Fast forward 10 years and I find myself arriving in Wilson, in the dark having been guided 600 mind numbing Interstate 95 miles from Florida. As we pulled off the Interstate I recognized road numbers and street names but it had been a while and so did not immediately recognize where I was. This spatial laziness, induced by total reliance on the 4" screen in front of me, dented my otherwise excellent record (and pride) in having a good sense of direction. Granted, new buildings had sprouted up, old ones torn down or repurposed and it was dark but really? I lived there for 6 years. When we were in Holland I drove straight to my childhood home (unaided) and the most advanced mode of transport I had driven there previously was a bycicle when I was 12 years old! Blind reliance on Google Maps turned off my awareness of landmarks and geography that would otherwise have guided to a destination I should be very familiar with.

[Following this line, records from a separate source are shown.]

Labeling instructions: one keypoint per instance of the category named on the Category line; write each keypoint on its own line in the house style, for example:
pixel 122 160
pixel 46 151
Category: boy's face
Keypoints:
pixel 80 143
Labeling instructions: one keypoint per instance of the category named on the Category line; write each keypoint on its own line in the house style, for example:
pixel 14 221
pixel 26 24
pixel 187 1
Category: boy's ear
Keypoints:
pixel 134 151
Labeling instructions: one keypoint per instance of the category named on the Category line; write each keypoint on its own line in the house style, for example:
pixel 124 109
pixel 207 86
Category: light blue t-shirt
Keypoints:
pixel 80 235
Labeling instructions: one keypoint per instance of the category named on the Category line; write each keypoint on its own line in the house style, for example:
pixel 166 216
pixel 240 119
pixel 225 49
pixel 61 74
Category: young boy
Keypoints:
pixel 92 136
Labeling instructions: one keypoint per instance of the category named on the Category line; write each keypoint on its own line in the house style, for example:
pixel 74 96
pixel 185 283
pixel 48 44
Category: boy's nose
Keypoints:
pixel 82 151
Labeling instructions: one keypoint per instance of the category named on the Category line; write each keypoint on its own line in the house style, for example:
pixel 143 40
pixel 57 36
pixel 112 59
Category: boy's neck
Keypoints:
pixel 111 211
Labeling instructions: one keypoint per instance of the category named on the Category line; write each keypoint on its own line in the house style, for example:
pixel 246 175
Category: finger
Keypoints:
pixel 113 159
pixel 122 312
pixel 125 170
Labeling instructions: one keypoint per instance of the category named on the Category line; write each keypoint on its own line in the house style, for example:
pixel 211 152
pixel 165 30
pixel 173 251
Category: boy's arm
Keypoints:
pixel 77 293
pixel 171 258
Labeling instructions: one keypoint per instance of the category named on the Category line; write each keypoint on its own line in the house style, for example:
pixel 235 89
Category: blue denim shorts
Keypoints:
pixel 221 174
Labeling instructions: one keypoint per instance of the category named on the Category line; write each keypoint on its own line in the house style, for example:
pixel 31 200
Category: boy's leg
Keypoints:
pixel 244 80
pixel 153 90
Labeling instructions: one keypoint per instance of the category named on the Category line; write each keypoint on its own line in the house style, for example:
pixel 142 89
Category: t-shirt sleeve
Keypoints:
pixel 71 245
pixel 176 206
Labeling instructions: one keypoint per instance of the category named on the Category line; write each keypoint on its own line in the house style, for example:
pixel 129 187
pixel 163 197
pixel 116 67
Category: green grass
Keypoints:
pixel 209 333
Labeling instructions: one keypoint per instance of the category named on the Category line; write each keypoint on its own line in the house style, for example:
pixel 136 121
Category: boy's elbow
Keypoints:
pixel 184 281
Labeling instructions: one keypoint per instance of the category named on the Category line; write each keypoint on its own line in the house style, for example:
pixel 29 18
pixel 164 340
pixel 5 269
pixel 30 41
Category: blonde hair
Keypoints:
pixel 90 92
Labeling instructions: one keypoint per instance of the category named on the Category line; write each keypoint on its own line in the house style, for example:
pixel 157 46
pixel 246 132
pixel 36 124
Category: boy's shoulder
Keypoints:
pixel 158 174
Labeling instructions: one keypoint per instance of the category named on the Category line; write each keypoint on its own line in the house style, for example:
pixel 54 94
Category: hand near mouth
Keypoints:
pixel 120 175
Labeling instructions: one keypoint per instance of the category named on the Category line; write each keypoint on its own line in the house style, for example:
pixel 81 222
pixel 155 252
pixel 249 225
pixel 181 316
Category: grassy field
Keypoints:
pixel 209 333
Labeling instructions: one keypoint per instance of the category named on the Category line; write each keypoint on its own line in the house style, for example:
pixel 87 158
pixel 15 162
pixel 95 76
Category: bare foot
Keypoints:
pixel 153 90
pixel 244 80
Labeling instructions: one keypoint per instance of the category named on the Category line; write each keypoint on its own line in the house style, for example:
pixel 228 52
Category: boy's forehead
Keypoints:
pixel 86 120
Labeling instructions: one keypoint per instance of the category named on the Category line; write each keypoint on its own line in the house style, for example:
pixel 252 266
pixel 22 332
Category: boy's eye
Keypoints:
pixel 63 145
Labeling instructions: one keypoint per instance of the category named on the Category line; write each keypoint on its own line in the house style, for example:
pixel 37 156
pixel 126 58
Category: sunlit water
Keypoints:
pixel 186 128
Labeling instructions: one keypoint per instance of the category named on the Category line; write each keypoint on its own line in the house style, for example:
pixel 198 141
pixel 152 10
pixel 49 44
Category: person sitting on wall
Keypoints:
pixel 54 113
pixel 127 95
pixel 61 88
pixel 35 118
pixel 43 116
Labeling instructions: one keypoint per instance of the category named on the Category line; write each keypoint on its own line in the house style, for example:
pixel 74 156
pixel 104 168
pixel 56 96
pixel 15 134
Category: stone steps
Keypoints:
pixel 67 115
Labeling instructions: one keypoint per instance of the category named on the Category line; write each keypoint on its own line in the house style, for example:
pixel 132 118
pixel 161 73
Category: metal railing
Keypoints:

The second in my face demonstration of technological "development" was the realization of just how much social media isolates us from our friends. Seeing our wonderful old partners in crime again, after having moved away, had kids (both couples) and other significant life changes, made all the Facebook status updates pale in comparison to the visceral experience of spending time together. A Facebook timeline does not and did not make me realize how much I had missed my friends. Indeed, how much I had missed. Sure, I had followed along with the posts on vacations, kids sporting events, exclamations of enjoyable weather or food. But what of the gaps of life inbetween posts? What about the less carefully curated "status updates" we frequently shared over food, wine and beer? When we shared not only our successes but our fears, hopes and wishes (and maybe just a little Rick Springfield). Where did those go when we moved away? Where do they go to now once we've Liked and commented?
Seeing our friends again was a little like coming home. Not necessarily in the physical sense but in the heart and spirit. That's something that social media cannot create, at least not yet. I, like many I have spoken to, attest to the benefits of Facebook for "keeping up" with our friends and family. But I should not forget that it won't replace the dynamic back and forth of live conversation, of immediately seeing the reaction to a joke or a hurt, to sharing in common community with people we love. That's seems easy for me to forget as I scroll though the daily news feed instead of picking up the phone or taking a road trip.